La responsabilidad política que la socialdemocracia reformista tuvo en el cobarde asesinato de Rosa Luxemburg y sus compañeros ya ningún historiador la discute. Ese acto de barbarie ha quedado en esa tradición como una mancha moral que difícilmente se borre con el tiempo. Pero la memoria insepulta de Rosa, su pensamiento marxista, su ética revolucionaria y su indoblegable ejemplo de vida, continúan vivos. Entrañablemente vivos. En el puente donde sus asesinos arrojaron su cuerpo al agua siguen apareciendo, periódicamente, flores rojas. Las nuevas generaciones, metidas de lleno en la lucha contra el capital globalizado y el imperialismo, no la olvidan.

Después del ocaso del stalinismo y de la crisis del neoliberalismo, y ante la degradación política, ideológica y moral de toda la gama de reformismos contemporáneos recuperar a Rosa se torna una tarea impostergable. Ella representa el corazón rojo del socialismo, la garantía de que la bandera de la rebelión a escala mundial no se manche por el gris mediocre de la burocracia ni por el amarillo tímido del reformismo.
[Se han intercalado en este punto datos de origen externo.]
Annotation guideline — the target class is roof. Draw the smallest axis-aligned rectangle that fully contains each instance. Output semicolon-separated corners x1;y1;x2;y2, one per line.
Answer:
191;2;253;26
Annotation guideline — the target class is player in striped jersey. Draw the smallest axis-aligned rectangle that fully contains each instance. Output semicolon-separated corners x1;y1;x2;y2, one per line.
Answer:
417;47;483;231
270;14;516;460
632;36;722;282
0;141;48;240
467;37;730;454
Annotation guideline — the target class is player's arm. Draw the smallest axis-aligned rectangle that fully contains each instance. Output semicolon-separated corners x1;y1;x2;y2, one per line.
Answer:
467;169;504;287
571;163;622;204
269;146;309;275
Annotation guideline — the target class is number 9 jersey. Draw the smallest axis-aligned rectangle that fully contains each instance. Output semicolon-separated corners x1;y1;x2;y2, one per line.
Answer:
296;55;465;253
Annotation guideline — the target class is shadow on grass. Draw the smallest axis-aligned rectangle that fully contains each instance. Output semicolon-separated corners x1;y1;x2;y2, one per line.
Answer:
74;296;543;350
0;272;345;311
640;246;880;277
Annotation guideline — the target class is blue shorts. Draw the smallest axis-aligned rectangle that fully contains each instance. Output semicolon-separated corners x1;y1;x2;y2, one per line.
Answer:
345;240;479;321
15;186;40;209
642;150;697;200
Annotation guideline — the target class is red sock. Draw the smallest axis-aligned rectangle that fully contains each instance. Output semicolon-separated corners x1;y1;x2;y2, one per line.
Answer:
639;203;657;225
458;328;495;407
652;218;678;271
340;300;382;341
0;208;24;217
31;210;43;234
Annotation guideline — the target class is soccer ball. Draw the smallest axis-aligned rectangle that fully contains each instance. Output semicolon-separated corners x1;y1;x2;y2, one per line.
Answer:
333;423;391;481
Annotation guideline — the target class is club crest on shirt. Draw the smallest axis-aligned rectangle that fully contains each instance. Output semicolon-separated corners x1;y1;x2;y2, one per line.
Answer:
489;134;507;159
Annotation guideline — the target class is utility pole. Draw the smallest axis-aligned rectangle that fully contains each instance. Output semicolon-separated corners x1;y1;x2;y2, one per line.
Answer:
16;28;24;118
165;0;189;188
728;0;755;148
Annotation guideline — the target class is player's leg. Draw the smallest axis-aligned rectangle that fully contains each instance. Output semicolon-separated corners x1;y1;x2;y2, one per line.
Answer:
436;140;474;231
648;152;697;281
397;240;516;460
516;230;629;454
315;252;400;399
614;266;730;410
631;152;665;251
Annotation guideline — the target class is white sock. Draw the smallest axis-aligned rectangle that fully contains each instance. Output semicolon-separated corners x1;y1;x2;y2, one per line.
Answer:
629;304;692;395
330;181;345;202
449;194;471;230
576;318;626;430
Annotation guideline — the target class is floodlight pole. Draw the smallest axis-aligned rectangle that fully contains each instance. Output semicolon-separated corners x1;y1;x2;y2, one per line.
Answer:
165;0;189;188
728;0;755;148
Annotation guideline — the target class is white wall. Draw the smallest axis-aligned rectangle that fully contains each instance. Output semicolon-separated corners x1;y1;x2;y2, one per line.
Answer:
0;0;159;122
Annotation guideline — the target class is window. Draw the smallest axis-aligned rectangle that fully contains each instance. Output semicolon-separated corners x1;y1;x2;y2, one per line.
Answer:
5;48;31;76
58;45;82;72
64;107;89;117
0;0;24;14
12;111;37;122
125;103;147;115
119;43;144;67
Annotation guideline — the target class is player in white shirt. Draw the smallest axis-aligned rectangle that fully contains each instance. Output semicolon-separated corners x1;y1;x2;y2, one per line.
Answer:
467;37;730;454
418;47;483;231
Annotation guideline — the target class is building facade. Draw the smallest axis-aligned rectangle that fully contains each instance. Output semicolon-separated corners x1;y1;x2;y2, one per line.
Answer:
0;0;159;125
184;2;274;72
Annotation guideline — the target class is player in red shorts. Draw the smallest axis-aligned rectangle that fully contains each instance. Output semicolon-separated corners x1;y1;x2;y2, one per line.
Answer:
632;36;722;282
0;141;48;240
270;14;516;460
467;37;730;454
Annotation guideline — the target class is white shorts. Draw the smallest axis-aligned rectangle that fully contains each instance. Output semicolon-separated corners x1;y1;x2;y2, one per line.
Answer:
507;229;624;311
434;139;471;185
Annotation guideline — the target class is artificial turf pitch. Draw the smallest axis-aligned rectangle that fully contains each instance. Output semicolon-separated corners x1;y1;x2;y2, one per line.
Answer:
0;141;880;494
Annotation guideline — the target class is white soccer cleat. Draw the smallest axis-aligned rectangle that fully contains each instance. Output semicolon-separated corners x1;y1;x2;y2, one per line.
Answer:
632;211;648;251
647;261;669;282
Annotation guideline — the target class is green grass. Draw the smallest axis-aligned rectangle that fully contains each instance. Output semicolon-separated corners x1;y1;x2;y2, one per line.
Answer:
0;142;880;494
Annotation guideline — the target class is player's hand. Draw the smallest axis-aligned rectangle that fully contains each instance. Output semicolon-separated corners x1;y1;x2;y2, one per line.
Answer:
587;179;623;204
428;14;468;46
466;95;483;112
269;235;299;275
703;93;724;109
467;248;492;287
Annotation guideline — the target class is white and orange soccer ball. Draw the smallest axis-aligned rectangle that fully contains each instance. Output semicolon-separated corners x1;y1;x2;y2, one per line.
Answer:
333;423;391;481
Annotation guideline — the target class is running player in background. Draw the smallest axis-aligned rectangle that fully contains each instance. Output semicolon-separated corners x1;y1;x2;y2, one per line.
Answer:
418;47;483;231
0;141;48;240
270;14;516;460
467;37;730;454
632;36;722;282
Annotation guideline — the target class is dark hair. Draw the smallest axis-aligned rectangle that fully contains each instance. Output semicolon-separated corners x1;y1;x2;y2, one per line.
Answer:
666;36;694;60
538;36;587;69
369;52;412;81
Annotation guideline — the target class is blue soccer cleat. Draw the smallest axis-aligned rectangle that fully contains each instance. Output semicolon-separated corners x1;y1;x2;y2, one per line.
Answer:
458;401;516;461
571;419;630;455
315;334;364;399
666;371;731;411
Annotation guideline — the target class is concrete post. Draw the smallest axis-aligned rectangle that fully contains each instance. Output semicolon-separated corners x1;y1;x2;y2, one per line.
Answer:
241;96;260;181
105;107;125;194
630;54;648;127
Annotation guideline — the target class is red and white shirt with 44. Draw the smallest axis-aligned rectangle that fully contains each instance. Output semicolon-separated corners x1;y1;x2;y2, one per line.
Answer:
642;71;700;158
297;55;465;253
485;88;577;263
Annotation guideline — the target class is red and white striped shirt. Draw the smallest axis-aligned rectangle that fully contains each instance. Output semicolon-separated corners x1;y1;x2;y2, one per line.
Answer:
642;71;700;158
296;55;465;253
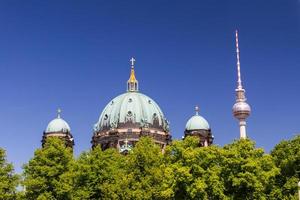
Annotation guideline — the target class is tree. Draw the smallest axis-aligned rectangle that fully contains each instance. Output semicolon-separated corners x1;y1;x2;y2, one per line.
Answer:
164;137;228;200
0;148;19;200
70;138;166;199
271;135;300;199
23;137;73;200
69;146;126;200
221;139;279;200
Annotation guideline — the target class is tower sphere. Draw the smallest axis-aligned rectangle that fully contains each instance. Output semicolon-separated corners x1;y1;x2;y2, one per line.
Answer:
232;101;251;119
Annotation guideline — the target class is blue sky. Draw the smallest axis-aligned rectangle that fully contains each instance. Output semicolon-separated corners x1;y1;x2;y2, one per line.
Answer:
0;0;300;172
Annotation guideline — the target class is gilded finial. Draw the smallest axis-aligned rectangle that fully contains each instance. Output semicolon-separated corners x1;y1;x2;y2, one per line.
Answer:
195;105;199;115
127;57;138;92
130;57;135;68
57;108;61;118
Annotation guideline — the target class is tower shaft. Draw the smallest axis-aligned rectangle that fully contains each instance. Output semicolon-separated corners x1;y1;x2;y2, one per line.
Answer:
232;30;251;139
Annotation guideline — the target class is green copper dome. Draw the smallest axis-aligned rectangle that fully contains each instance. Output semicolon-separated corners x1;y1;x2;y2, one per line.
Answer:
94;91;169;132
45;109;71;133
185;107;210;131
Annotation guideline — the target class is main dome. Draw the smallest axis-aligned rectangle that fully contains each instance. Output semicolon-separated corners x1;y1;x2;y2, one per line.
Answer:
92;58;171;153
45;118;71;133
94;92;169;132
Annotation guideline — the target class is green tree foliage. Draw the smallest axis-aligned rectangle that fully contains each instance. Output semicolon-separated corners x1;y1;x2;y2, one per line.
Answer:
0;148;19;200
17;137;300;200
165;137;279;199
164;137;227;200
69;146;126;200
70;138;165;199
271;135;300;199
23;137;73;200
221;139;279;200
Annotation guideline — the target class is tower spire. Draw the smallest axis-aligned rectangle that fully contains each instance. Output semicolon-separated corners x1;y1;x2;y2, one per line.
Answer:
232;30;251;139
127;57;139;92
235;30;243;89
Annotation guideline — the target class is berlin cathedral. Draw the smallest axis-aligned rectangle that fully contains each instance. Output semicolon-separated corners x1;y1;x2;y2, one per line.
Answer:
42;31;251;154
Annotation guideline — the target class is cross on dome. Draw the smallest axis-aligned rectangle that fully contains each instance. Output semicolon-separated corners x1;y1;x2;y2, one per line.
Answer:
57;108;61;118
130;57;135;67
127;57;139;92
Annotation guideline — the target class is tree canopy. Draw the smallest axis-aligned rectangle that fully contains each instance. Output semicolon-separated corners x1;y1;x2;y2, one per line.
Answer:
0;148;19;200
271;135;300;199
0;136;300;200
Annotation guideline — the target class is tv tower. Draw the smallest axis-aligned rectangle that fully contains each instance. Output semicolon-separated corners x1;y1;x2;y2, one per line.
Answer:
232;30;251;139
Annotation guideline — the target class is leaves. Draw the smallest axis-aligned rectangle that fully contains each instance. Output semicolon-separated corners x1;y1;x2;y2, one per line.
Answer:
0;148;19;200
0;136;300;200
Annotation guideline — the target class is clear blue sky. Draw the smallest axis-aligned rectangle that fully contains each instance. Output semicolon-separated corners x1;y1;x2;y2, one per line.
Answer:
0;0;300;172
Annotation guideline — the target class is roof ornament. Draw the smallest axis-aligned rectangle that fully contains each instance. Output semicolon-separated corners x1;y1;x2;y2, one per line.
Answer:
130;57;135;68
57;108;61;119
195;105;199;115
127;57;139;92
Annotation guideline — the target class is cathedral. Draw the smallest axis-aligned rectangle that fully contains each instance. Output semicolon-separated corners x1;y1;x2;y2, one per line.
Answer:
42;31;251;154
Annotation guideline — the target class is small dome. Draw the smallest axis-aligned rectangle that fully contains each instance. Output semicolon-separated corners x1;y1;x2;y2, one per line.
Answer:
185;107;210;131
45;110;71;133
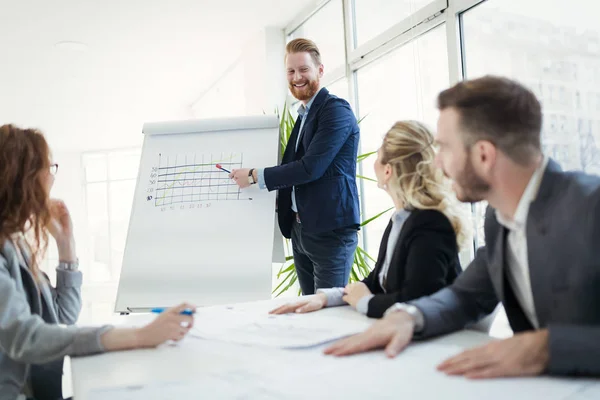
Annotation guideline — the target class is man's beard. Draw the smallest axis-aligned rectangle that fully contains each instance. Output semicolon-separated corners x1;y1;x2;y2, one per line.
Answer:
454;157;490;203
289;78;320;101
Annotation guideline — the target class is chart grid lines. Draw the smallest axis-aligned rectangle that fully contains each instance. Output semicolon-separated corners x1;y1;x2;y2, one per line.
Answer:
154;152;251;207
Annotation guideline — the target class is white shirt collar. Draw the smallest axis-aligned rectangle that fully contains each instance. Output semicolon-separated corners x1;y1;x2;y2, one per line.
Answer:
298;88;323;118
496;156;549;230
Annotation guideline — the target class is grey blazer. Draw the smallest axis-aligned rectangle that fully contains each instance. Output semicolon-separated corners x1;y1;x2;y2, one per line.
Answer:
0;240;108;400
410;160;600;375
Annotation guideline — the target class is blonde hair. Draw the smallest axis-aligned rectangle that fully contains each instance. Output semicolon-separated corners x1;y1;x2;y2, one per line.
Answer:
285;38;323;67
380;121;469;247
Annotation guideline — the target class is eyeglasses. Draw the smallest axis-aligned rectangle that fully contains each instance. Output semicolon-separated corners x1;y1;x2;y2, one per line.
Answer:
50;164;58;175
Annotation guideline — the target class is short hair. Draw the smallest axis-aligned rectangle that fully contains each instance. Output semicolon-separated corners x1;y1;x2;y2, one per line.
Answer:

¡Volver a Rosa se ha tornado urgente! Tan urgente como recuperar la herencia insumisa y rebelde de los bolcheviques, del Che Guevara, de Mariátegui, de Gramsci, del joven Lukács y de todo el marxismo revolucionario acumulado por las generaciones que nos precedieron. Sin contar con esa inmensa experiencia de lucha y toda esa reflexión previa el pensamiento radical de nuestros días terminará fagocitado, neutralizado y cooptado por la trituradora de carne de las instituciones que garantizan y reproducen la hegemonía del capital.